In research described in the Proceedings of the National Academy of Sciences, the researchers were able to produce thin-film electronic circuits that could be peeled from a surface. The process the scientists developed cuts out some manufacturing steps that would otherwise be needed to get thin-film electronics onto these surfaces and, in addition, makes these objects capable of communicating with each other.

The technique the researchers came up with is based on transfer printing. Conventional transfer printing methods typically use chemical etching that dissolves an interfacial sacrificial layer.

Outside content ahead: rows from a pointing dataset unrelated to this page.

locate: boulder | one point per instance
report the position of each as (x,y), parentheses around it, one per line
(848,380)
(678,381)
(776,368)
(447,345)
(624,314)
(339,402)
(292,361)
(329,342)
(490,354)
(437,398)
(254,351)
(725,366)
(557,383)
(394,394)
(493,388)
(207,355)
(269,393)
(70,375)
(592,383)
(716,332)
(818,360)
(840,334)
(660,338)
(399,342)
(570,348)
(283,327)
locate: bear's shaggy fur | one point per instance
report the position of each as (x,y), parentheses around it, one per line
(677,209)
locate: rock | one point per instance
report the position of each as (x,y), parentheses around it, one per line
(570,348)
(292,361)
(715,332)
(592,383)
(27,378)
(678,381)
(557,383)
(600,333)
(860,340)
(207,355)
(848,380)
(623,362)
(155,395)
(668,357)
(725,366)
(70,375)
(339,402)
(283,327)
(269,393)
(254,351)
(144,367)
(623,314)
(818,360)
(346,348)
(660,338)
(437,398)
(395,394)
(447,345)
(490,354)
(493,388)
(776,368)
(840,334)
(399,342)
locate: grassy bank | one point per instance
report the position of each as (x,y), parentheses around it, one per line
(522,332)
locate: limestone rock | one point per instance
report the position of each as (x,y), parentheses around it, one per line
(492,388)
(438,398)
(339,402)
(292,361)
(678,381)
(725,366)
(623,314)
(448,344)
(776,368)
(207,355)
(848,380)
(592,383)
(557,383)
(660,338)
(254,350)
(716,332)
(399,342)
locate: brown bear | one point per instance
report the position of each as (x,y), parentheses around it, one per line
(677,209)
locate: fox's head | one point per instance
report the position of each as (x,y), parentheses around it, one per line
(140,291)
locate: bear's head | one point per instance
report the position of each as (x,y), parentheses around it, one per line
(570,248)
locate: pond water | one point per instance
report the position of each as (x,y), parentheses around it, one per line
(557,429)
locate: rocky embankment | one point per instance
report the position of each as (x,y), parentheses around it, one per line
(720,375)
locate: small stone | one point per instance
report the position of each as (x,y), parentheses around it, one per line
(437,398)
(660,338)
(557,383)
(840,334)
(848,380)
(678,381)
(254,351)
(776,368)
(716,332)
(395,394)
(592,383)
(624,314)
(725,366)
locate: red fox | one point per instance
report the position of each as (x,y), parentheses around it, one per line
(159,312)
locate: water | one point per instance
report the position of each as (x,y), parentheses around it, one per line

The thin-film electronic circuit can peel easily from its silicon wafer with water, making the wafer reusable for building a nearly infinite number of circuits. Photo: Chi Hwan Lee/Purdue University

But this new approach makes use of a water environment at room temperature to control the interfacial debonding process. This allows clean, intact delamination of prefabricated thin film devices when they’re pulled away from the original wafer.

The use of mechanical peeling in water rather than etching solution provides a number of benefits in the manufacturing scheme. Among them are simplicity, controllability, and cost effectiveness, says Chi Hwan Lee, assistant professor at Purdue University and coauthor of the paper chronicling the research.   

Another benefit beyond simplifying the manufacturing process is that the new approach may improve the final product. The presence of liquid could also decrease the deformation stress/strain of some integrated sensor/material components and increase the reliability of delivery via the proposed transfer printing process, according to Lee.

“This process is completely controllable, thus it can be used in a large scale, as we demonstrated in wafer size in the paper,” said Baoxing Xu, assistant professor at the University of Virginia and coauthor the research.

Peelable cut and paste electronic film.Photo: Chi Hwan Lee/Purdue University

The researchers believe that this method of transferring the electronics onto the devices via tape will prove much more efficient and economical than trying to embed the electronics directly into the objects during the manufacturing process.

“Embedding sensors directly into devices or objects requires modifying the manufacturing processes and also is limited by its versatility and customizations,” said Lee. “This stickerlike electronics or sensors can be directly attached onto the surface of existing objects in order to provide the electronic capability in a deterministic manner.”

Xu added: “This transfer printing technique allows a one-time delivery of a large area circuit that could integrate multiple types of sensors, materials, and layouts in one platform, thus meeting potential multifunctional requirements for applications in IoT.”